GAE: What is the difference between <min-pending-latency> and <max-pending-latency>?
As far as I can read the docs, both settings do the same thing: start a new instance when the request has been in the waiting queue longer than this parameter says.
<max-pending-latency>
maximum time that App Engine must allow a request to wait in a pending queue before starting a new instance to process it. Default: 30 ms.
- A low maximum means that App Engine will start new instances earlier for pending requests, increasing performance but increasing operating costs.
- A high maximum means that users can wait longer while their requests are serviced, if there are pending requests and there are no downtime instances to service them, but your application will cost less.
<min-pending-latency>
The minimum amount of time that App Engine must allow a request to wait in a pending queue before starting a new instance to process it.

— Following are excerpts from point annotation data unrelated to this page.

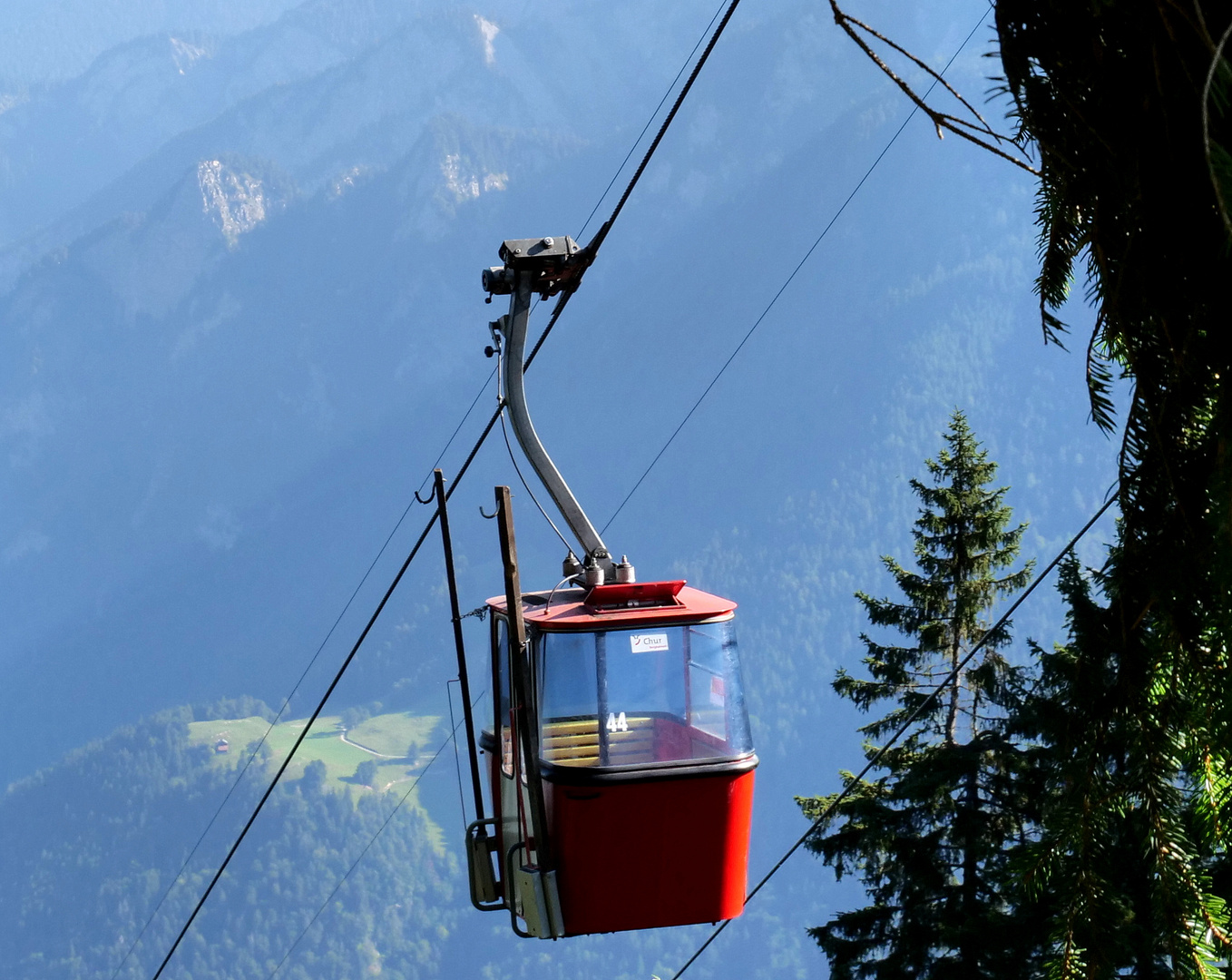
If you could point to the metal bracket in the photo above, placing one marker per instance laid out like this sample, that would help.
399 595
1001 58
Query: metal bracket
543 265
485 890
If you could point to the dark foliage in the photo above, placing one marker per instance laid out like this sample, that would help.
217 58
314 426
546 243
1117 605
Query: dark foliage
1112 96
930 838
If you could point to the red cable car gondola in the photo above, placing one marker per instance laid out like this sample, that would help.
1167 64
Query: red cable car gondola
620 763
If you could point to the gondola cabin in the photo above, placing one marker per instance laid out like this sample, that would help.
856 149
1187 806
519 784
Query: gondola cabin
623 784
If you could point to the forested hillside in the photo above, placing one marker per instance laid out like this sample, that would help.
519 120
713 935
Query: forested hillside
103 838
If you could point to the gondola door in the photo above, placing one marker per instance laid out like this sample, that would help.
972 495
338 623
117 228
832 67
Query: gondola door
526 868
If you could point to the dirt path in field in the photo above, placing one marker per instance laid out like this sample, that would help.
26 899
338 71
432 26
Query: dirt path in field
365 749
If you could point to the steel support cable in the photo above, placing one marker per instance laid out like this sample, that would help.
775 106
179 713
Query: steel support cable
787 281
952 677
592 248
664 99
324 905
286 701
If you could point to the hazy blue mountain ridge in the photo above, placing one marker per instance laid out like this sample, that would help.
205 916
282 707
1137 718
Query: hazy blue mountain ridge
228 368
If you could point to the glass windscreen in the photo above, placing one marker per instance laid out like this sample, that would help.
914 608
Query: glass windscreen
658 694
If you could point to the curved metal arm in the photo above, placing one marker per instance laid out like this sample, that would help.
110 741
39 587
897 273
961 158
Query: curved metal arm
513 328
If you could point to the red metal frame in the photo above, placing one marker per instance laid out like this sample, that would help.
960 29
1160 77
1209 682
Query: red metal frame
642 848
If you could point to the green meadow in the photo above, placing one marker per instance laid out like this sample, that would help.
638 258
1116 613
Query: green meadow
396 742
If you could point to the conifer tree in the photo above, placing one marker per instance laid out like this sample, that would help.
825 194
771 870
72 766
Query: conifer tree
929 836
1131 886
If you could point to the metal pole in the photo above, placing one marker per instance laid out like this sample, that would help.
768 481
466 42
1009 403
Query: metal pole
601 701
520 695
464 681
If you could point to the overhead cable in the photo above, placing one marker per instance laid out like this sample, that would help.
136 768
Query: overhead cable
592 250
902 729
787 282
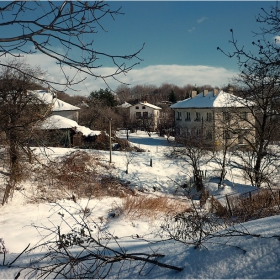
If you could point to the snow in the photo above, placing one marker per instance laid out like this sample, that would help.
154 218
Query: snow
148 105
253 256
59 122
57 104
222 99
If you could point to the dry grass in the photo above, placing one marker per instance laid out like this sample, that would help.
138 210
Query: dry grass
77 175
263 203
143 206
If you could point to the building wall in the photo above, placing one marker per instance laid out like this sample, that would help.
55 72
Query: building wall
72 115
216 126
142 111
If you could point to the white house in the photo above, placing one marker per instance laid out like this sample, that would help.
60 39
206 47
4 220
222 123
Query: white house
214 116
58 107
145 114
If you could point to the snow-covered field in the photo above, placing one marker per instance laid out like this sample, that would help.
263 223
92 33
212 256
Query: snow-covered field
240 256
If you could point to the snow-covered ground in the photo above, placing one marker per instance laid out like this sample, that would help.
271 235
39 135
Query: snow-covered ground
240 256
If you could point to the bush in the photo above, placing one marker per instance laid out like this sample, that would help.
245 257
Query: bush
76 175
260 204
143 206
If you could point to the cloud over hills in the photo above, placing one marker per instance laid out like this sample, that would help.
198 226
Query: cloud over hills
179 75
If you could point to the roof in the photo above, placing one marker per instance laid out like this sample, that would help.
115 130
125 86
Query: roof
49 98
59 122
148 105
125 105
221 100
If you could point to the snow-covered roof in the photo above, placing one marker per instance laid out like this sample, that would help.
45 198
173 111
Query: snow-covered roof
59 122
125 105
222 99
49 98
148 105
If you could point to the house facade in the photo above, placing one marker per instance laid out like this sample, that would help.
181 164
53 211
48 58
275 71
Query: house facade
58 107
145 115
217 118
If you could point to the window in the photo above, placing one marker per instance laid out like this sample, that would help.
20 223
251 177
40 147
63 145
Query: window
179 116
198 132
209 135
244 116
209 117
188 116
226 116
227 134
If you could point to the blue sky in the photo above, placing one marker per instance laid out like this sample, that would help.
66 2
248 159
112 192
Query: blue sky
184 32
181 40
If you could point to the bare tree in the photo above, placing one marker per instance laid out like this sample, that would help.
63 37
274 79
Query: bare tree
259 82
39 27
193 150
20 111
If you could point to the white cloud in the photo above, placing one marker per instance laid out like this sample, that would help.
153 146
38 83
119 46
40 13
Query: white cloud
200 20
179 75
191 30
277 39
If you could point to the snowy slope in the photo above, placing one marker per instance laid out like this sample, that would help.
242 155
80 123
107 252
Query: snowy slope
256 255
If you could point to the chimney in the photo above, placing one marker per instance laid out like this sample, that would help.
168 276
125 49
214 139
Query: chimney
216 91
194 92
230 90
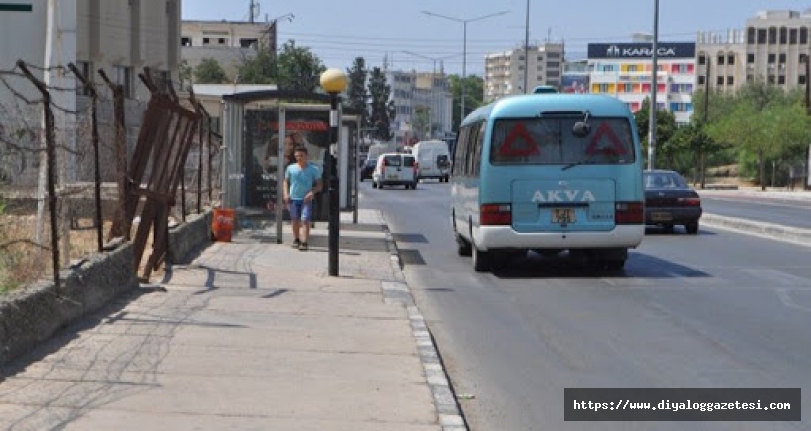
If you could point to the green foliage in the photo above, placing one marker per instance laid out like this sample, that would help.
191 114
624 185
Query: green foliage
474 95
765 125
298 68
383 109
356 90
209 71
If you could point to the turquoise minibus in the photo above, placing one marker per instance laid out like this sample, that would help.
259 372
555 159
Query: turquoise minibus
549 173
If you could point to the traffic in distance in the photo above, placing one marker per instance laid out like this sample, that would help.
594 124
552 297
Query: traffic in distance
545 172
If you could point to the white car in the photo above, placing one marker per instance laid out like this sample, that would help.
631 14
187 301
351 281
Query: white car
395 169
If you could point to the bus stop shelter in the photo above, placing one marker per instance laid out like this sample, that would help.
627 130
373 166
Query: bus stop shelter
260 130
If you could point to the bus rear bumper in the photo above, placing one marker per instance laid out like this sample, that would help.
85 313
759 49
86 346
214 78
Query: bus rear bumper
504 237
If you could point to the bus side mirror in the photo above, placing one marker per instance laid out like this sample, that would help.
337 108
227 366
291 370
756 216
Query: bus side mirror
581 129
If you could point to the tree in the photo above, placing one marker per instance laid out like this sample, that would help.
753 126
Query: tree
209 71
356 92
474 95
383 109
298 68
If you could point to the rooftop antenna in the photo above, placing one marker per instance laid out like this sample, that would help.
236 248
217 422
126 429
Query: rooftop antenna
254 11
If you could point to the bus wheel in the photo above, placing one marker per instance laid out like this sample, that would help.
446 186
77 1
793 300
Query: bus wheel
481 260
463 247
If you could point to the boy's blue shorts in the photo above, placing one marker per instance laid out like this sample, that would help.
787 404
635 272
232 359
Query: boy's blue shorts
300 210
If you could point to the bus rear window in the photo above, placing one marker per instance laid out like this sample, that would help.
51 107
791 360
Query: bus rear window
550 141
391 161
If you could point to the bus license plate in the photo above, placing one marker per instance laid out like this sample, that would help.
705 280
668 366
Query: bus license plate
563 215
661 216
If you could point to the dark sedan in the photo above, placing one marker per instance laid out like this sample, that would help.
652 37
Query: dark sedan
670 201
367 169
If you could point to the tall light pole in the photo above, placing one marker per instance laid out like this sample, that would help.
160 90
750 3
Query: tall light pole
464 50
433 77
526 52
333 81
654 88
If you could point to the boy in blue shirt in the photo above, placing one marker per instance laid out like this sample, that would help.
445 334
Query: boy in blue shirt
302 180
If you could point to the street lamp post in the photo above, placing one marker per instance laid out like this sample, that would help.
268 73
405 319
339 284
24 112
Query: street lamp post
654 89
464 51
333 81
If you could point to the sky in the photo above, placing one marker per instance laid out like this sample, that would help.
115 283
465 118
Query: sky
338 32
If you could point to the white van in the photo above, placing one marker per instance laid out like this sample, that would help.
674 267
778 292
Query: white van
395 169
433 158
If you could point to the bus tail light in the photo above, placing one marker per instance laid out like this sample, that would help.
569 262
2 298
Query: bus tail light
496 215
629 213
690 202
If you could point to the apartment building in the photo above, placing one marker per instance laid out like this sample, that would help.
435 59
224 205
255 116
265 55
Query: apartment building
773 47
414 90
624 70
229 43
119 36
519 70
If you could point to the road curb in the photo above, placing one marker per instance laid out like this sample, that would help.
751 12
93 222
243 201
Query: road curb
770 230
397 291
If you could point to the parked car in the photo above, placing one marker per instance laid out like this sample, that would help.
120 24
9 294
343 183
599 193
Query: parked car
395 169
367 168
670 201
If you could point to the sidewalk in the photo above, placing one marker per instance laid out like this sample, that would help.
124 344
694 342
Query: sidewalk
252 335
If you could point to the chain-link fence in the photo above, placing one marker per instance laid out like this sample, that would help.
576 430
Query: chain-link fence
66 168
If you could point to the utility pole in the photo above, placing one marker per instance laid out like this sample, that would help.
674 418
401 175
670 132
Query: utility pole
526 53
702 151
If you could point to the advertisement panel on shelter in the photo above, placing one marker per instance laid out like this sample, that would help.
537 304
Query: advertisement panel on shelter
302 128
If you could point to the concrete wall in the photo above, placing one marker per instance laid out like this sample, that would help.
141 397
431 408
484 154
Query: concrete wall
33 314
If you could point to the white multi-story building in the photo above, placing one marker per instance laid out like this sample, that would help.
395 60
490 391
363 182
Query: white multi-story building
773 47
519 70
413 90
228 43
624 70
122 37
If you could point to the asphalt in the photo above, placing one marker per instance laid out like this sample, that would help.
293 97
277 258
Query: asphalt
255 335
252 335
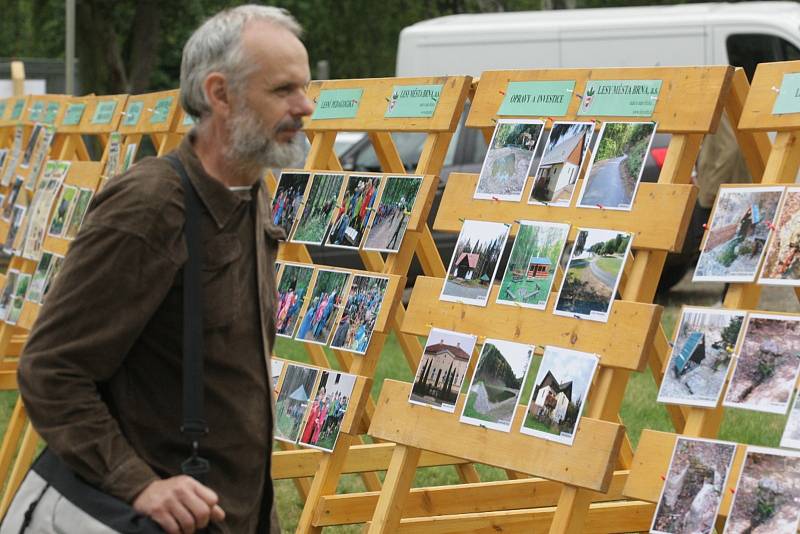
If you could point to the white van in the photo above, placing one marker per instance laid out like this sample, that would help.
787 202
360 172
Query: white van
742 34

- A low minimum means that requests should spend less time in the waiting queue when all existing instances are active. This improves performance, but increases the cost of launching your application.
- A high minimum means that requests will remain longer if all existing instances are active. This reduces operating costs, but increases the time that users must wait while their requests are served.
Source: https://cloud.google.com/appengine/docs/java/config/appref
What is the difference between min and max then?
The information that you might not understand to understand these parameters is that App Engine can instantiate at any time between the minimum delay and the max-waiting delay.
This means that the instance will never be created to serve the pending request until the minimum delay and will always be created after the maximum latency has been reached.
I believe the best way to understand is to look at the timeline of events when the request enters the pending queue:
- The request arrives at the application, but there is no instance to service it, so it is placed in the queue of pending requests.
- Before reaching the minimum delay : App Engine tries to find an available instance to serve the request, rather than creating a new instance.
- The minimum latency has been reached, and until the maximum expected latency is reached : App Engine is trying to find an available instance to query the request, but may create a new instance.
- The maximum expected timeout has been reached : App Engine stops searching for an available instance to serve the request and creates a new instance.